Even the most recent advances in Systems Biology and Integrative Physiology (Joyner, 2011) continue to focus on the “vertical integration” from sub-cellular and cellular level to tissues and single organs, and on the the signaling and feedback mechanisms across space and time scales that facilitate this “vertical integration” (Fig A). Surprisingly, there is a clear absence of knowledge and research effort in the direction of “horizontal integration” of organ interactions (Fig B). This horizontal integration is essential to produce health, and understanding the underlying mechanisms is crucial to fill in the gap between Systems Biology/Integrative Physiology and Epidemiology. A major focus of our research is this new direction of horizontal integration, Network Physiology (NatureCommunications-2012).

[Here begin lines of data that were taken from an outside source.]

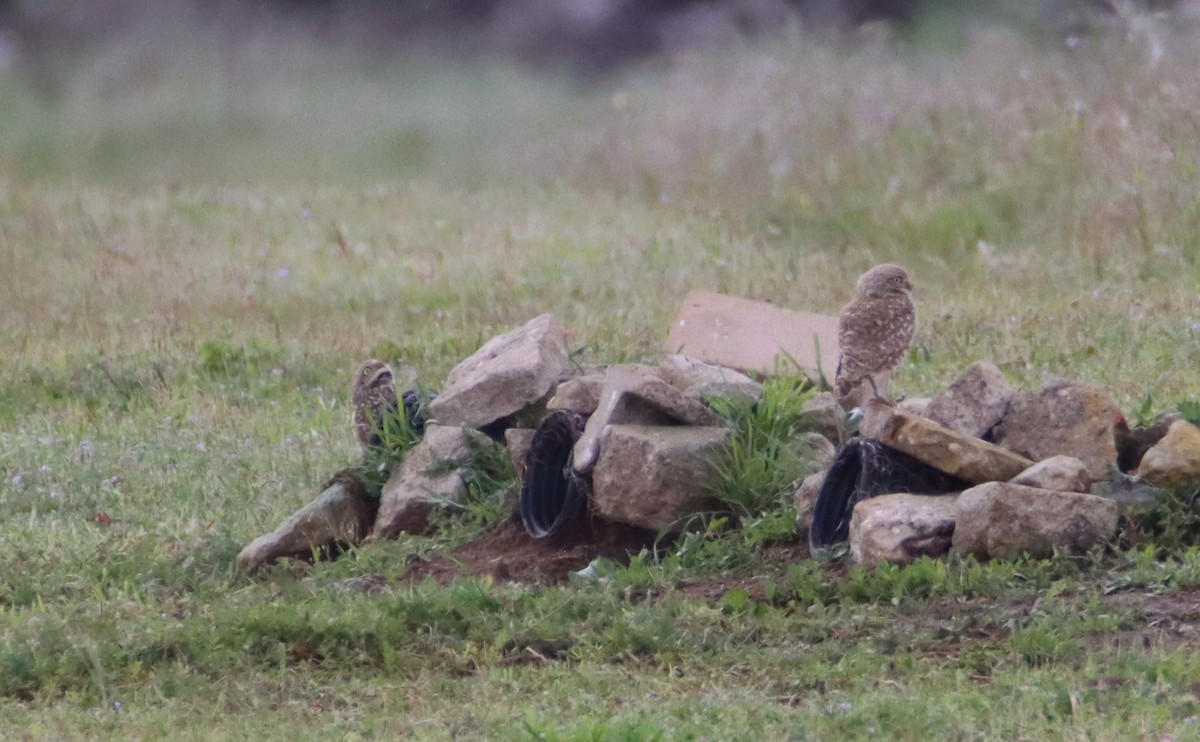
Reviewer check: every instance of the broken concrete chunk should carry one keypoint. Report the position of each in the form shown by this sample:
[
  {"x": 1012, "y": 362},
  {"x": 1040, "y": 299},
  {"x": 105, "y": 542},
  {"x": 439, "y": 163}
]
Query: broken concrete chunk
[
  {"x": 1001, "y": 519},
  {"x": 509, "y": 374},
  {"x": 707, "y": 381},
  {"x": 655, "y": 477},
  {"x": 342, "y": 514},
  {"x": 1066, "y": 418},
  {"x": 423, "y": 480},
  {"x": 1062, "y": 473},
  {"x": 634, "y": 395},
  {"x": 753, "y": 335},
  {"x": 960, "y": 455},
  {"x": 826, "y": 417},
  {"x": 973, "y": 402},
  {"x": 901, "y": 528},
  {"x": 1174, "y": 462}
]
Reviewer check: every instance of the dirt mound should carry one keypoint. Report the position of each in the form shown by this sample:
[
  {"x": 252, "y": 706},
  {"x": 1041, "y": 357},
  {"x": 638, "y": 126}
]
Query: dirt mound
[{"x": 508, "y": 554}]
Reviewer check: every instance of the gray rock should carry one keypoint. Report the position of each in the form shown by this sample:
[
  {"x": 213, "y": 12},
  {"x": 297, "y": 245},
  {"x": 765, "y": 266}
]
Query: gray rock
[
  {"x": 635, "y": 395},
  {"x": 1002, "y": 519},
  {"x": 805, "y": 500},
  {"x": 1133, "y": 444},
  {"x": 580, "y": 394},
  {"x": 954, "y": 453},
  {"x": 510, "y": 372},
  {"x": 342, "y": 514},
  {"x": 1062, "y": 473},
  {"x": 901, "y": 528},
  {"x": 916, "y": 405},
  {"x": 707, "y": 381},
  {"x": 825, "y": 416},
  {"x": 973, "y": 402},
  {"x": 1062, "y": 418},
  {"x": 1174, "y": 462},
  {"x": 517, "y": 442},
  {"x": 426, "y": 479},
  {"x": 655, "y": 477}
]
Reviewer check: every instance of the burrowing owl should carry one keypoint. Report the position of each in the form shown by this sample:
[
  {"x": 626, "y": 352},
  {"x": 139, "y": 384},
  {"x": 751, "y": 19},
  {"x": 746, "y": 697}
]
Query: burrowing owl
[
  {"x": 375, "y": 393},
  {"x": 875, "y": 328}
]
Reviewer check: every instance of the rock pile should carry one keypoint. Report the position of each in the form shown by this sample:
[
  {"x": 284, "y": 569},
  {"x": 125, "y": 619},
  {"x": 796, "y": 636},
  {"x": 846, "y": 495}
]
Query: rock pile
[{"x": 981, "y": 468}]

Identifying and quantifying organ interactions is a major challenge due to several levels of complexity inherent to the dynamics of organ systems.
Level 1: Individual systems: each organ is a multi-component system with its own regulatory mechanisms, leading to complex emerging behavior characterized by noisy, intermittent, scale-invariant and nonlinear output signals; organ systems have different types of output dynamics oscillatory, stochastic, or even mixed; systems operate on different time scales from msec to hours.
Level 2: Pair-wise coupling: coupling links between systems are non-linear and vary in time; moreover, as we have recently discovered, certain pairs of organ systems communicate through several forms of coupling that switch on/off and can simultaneously coexist.
Level 3: Networked interactions: global network dynamics of the entire organism are not simply the sum of the behaviors of individual systems; minor changes in the relative strength of local interactions can strongly influence emergent behaviors at the organism level, even when the topology of network interactions among these systems remains unchanged.
We have introduced innovative approaches to analyze physiologic data by adapting concepts from modern statistical physics, nonlinear dynamics and applied mathematics. We particularly tailored these approaches to extract hidden information embedded in complex non-stationary, noisy and nonlinear signals. We have successfully applied these methods to individual physiological systems, including cardiac, respiratory, locomotion, brain, considering sleep-stage transitions and circadian rhythms. These data-driven approaches enabled us to discover basic laws of physiologic regulation we published in a series of papers, including Nature-1996, PRL-1998, Nature-1999, PRL-2001, Nature-2002, PNAS-2004, PNAS-2007, PNAS-2009, PNAS-2012. Our team has also pioneered methods to investigate pair-wise coupling between physiological systems including: (i) cross-correlation of instantaneous phase increments method — we uncovered new aspects of cerebral autoregulation and its breakdown with stroke (PRL-2004, PRE-2006); (ii) cross-correlation method based on local and global detrending —to probe coupling between nonstationary stochastic signals with trends (EPJB-2009); (iii) an automated phase synchronization technique—instrumental to uncover a range of patterns of synchronous behavior between the cardiac and respiratory systems, with dramatic phase transitions across sleep stages (PNAS-2012). This experience uniquely positions us to develop new data science methodologies adequate to probe the dynamics and coupling between multiple physiological systems.